Both the SENEB and the dermis are relatively thick, elastic layers, while the epidermis is thin and stiff. So, based on the model from the previous section, we’d expect this system to form wrinkles.

But wait, if our skin has a thin stiff top layer and thick elastic bottom layer even in youth, then why do wrinkles only form when we get old?

Turns out, young people have wrinkles too. In youth, the wrinkles have short wavelength—we have lots of tiny wrinkles, so they’re not very visible. As we age, our wrinkle-wavelength grows, so we have fewer, larger wrinkles—which are more visible. The real question is not “why do wrinkles form as we age?” but rather “why does the wavelength of wrinkles grow as we age?”.

Based on the simple two-layer model, we’d expect that either the epidermis becomes more stiff with age, or the lower layers become less stiff.

This the right basic idea, but of course it’s a bit more complicated in practice. These guys use a three-layer model, cross-reference parameters from the literature with what actually reproduces realistic age-related wrinkling (specifically for SENEB modulus), and find realistic age-related wrinkles with these numbers:

(arrows indicate change from young to old). Other than the SENEB elastic modulus, all of these numbers are derived from empirically measured parameters—see the paper for details.

We have two main questions left:

  • Why do the dermis and epidermis stiffen with age?

  • What exactly is the SENEB, and why does it grow with age?

I haven’t looked too much into stiffening of the dermis, but the obvious hypothesis is that it stiffens for the same reason lots of other tissues stiffen with age. At some point I’ll have a post on stiffening of the vasculature which will talk about that in more depth, but for now I’m going to punt.

The paper from the previous section notes that the epidermis stiffens mainly due to dehydration; rehydrating the epidermis reverses the stiffening (this is the basis of many cosmetics).

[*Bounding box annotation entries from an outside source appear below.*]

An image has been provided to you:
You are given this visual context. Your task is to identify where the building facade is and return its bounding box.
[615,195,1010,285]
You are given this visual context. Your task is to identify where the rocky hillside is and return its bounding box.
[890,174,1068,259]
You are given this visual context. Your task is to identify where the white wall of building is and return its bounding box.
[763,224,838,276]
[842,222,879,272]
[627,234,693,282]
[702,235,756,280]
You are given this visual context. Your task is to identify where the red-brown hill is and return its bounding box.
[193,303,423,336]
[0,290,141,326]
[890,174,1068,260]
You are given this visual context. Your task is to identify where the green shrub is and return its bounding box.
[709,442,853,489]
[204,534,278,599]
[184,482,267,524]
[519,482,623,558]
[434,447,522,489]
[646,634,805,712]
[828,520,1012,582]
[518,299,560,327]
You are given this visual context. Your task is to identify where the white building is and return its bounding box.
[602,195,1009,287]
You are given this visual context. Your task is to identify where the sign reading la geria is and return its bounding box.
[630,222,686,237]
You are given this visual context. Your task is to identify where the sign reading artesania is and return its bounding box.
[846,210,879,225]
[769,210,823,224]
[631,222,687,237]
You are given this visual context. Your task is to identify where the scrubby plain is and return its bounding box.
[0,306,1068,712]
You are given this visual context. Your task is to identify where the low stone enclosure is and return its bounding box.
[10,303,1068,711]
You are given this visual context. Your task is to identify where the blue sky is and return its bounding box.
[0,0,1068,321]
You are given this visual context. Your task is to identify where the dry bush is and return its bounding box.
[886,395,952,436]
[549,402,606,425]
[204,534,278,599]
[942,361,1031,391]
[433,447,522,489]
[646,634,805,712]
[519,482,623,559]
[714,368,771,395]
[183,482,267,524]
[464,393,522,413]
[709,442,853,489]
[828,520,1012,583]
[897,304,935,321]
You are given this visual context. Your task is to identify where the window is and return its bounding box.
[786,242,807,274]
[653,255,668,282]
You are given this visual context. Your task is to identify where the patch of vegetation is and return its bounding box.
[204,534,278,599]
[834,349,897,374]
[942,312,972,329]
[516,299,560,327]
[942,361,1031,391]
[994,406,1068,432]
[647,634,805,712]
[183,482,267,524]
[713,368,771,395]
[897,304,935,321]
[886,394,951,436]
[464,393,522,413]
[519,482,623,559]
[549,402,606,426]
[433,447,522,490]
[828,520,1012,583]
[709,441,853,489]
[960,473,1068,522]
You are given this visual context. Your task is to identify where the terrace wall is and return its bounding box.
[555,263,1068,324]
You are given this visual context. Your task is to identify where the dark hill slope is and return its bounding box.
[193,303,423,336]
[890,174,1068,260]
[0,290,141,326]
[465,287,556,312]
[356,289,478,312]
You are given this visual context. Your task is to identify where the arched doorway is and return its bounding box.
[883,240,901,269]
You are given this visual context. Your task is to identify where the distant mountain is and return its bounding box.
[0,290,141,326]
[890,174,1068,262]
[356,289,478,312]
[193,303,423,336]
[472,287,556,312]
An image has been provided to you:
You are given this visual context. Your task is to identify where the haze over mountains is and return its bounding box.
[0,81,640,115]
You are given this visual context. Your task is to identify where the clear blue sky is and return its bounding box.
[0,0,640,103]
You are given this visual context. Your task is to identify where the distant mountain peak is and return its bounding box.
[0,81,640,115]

A dehydrated epidermis makes sense, since both the SENEB and age-related problems in the vasculature will isolate the epidermis more from the bloodstream (although I haven’t seen direct experimental evidence of that causal link).

That leaves the mysterious SENEB. What is it, and why does it grow with age?

The name “subepidermal non-echogenic band” is a fancy way of saying that there’s a layer under the epidermis which is transparent to ultrasound imaging. That’s the main way the SENEB is detected: it shows up as a space between the epidermis and dermis on ultrasound images of the skin.

As far as I can tell, little is known about the SENEB. The main things we do know:

  • SENEB grows with age; see numbers above

  • SENEB is found in aged skin typically exposed to sunlight (“photoaged”, e.g. hands and face) but not in hidden skin (e.g. butt).

Most authors claim that the SENEB consists of elastin deposits. That matches what we know of solar elastosis, the build-up of elastin deposits in photoaged skin. But I haven’t seen anyone systemically line up the ultrasonic and histologic images and chemically analyze the SENEB layer to check that it really is made of elastin. (This may just be a case of different researchers with different tools using different names for things which are the same.)

Assuming that the SENEB does consist of accumulated elastin, why is elastin accumulating? Well, it turns out that elastin is never broken down in humans. It does not turn over. On the other hand, the skin presumably needs to produce new elastin sometimes to heal wounds. Indeed, many authors note that the skin’s response to UV exposure is basically a wound-healing response. Again, I haven’t seen really convincing data, but I haven’t dug too thoroughly. It’s certainly plausible that elastin is produced in response to UV as part of a wound-healing response, and then accumulates with age. That would explain why the SENEB grows in photoaged skin, but not in hidden skin.